Es que somos esposas de Cristo.

Pero, arguyó el científico, Cristo murió hace dos mil años.

Ahora creció la sonrisa de la religiosa y el sabio volvió a ver en sus ojos aquel brillo que tanto le intrigaba.

Se equivoca, dijo la religiosa; lo que pasó hace tantos años fue que, venciendo a la muerte, resucitó.

¿Y por eso son felices?

Sí. Nosotras somos los testigos de su resurrección.


José L. Martín Descalzo.



La alegría es una de las virtudes más características de los hijos e hijas de Santa Teresa. Quienes se dedican a tratar con Dios, están contentos, pues saben que “sólo Dios basta” para llenar el corazón humano.

Dios es alegre y joven, canta una canción. Dios es alegría y siempre que El se revela lo hace así. Al encontrarse con los pecadores, invita a alegrarse, porque ha encontrado lo que estaba perdido: “la oveja, la dracma, el hijo” (Lc.15).

El anuncio del nacimiento del Salvador es un pregón de alegría. Jesús predica esta alegría:

“Les doy mi gozo. Quiero que tengan en ustedes mi propio gozo y que su gozo sea completo” (Jn 15.11).

“Su tristeza se convertirá en gozo” (Jn. 16.20).

“Si me aman tendrán que alegrarse” (Jn 14.27).

La alegría es un fruto del espíritu y nace de creer en el Resucitado, en la fuerza de Dios, que salvó a su Hijo de quedarse en el sepulcro para siempre.

Si Cristo ha resucitado, si es algo vivo, podrá llenar de alegría la existencia de todo ser humano. El es el tesoro por el que se vende todo lo que se tiene; la causa de la alegría de todos aquellos que creen en el Amor y en la Vida.

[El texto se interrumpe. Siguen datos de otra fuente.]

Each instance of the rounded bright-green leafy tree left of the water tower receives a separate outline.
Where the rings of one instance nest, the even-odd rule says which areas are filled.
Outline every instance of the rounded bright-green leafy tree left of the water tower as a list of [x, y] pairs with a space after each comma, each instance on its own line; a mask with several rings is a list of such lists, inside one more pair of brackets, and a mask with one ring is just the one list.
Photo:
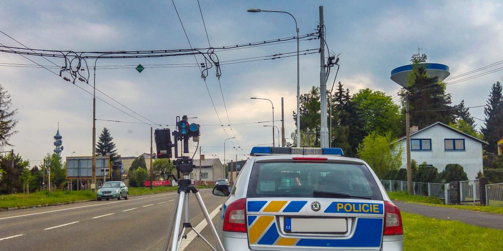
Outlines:
[[398, 137], [403, 131], [400, 109], [393, 103], [391, 96], [382, 91], [362, 89], [351, 98], [360, 110], [363, 118], [363, 130], [370, 134], [376, 132], [385, 134], [391, 132], [392, 137]]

sábado, 9 de julio de 2016

Seis meses de vida.


Un hombre que era cristiano enfermó gravemente. Los médicos le dieron seis meses de vida.

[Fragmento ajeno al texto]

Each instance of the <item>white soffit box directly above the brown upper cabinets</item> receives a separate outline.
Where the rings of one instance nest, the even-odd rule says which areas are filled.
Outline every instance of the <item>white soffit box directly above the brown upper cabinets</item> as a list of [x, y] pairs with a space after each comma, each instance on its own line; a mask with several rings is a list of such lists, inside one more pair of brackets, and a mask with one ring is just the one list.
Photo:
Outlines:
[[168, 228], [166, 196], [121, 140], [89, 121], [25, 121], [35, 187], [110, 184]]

Su primera reacción fue de rebelión contra Dios, porque El permitía eso. De la rebelión pasó a la duda de Dios, y dejó de rezar.

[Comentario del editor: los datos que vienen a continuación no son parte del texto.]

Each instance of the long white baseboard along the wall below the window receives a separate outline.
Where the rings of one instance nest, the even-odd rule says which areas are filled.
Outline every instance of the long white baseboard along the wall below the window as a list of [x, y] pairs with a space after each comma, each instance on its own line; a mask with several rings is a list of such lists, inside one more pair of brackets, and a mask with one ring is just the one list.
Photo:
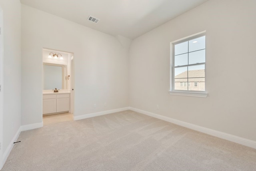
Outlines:
[[184, 121], [180, 121], [180, 120], [177, 120], [177, 119], [172, 119], [170, 117], [158, 115], [158, 114], [155, 114], [155, 113], [151, 113], [151, 112], [148, 112], [148, 111], [136, 109], [136, 108], [133, 108], [133, 107], [130, 107], [130, 110], [136, 111], [136, 112], [148, 115], [148, 116], [152, 116], [152, 117], [164, 120], [164, 121], [168, 121], [170, 123], [174, 123], [174, 124], [180, 125], [182, 127], [193, 129], [193, 130], [196, 130], [196, 131], [199, 131], [199, 132], [202, 132], [202, 133], [206, 133], [206, 134], [209, 134], [209, 135], [212, 135], [212, 136], [215, 136], [215, 137], [226, 139], [228, 141], [232, 141], [234, 143], [242, 144], [242, 145], [245, 145], [245, 146], [252, 147], [252, 148], [256, 149], [256, 141], [252, 141], [250, 139], [245, 139], [245, 138], [242, 138], [242, 137], [238, 137], [236, 135], [231, 135], [231, 134], [216, 131], [216, 130], [213, 130], [213, 129], [208, 129], [206, 127], [201, 127], [201, 126], [198, 126], [198, 125], [194, 125], [194, 124], [187, 123], [187, 122], [184, 122]]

Más adelante recuperó a Dios y comenzó a rezar para que le quitara la enfermedad.

Pero con el tiempo su oración cambió, y rezaba para que se hiciera la voluntad de Dios, cualquiera que fuera el resultado de su enfermedad.

Y hacia el final, su oración era para pedir la gracia de vivir cristianamente su enfermedad, y para que ésta sirviera de intercesión por los demás y para la venida del Reino de Dios.


Segundo Galilea



¿A quién hay que recurrir en momentos en que solo se puede ver el sol a través de una ventana?

En primer lugar a Dios, ya que El es el Señor de la vida (Eclo. 28.9), el médico por excelencia. La actitud tiene que ser de confianza, de fe, pues “Todo es posible al que tiene fe” (Mt. 9.28).

Es difícil orar cuando no hay actitud de abandono.

Se necesita mucha fe para no desesperarse en momentos de enfermedad, persecución, dolor, cruz…

Jesús conoció toda clase de sufrimiento: “deshecho de los hombres, varón de dolores y sabedor de dolencias” (Is 53.2) “Fue oprimido y humillado y no abrió su boca” (Is. 53.7). Desde la cruz, con fuerte voz dijo:¡Elí, Eli, lema sabachthani! Que quiere decir: Dios mío, Dios mío, ¿Por qué me has desamparado? (Mt 27.46). Pero cuando estaba a punto de expirar, pudo exclamar lleno de confianza: “Padre, en tus manos entrego mi espíritu” (Lc. 23.46).Estas fueron sus últimas palabras.

Jesús, que había cumplido durante su vida la voluntad del Padre, en los últimos momentos repite estas palabras que significan una entrega total y un abandono en sus manos.

Los enfermos conocen también el abandono, el silencio. Conocen además, cómo no, el valor purificativo del sufrimiento; cómo el dolor va llenando de amor tanta vaciedad de sueños y tanto egoísmo.

Sólo quien ha saboreado el dolor, puede entregarse al hermano en disponibilidad absoluta, aunque sólo le queden seis meses de vida.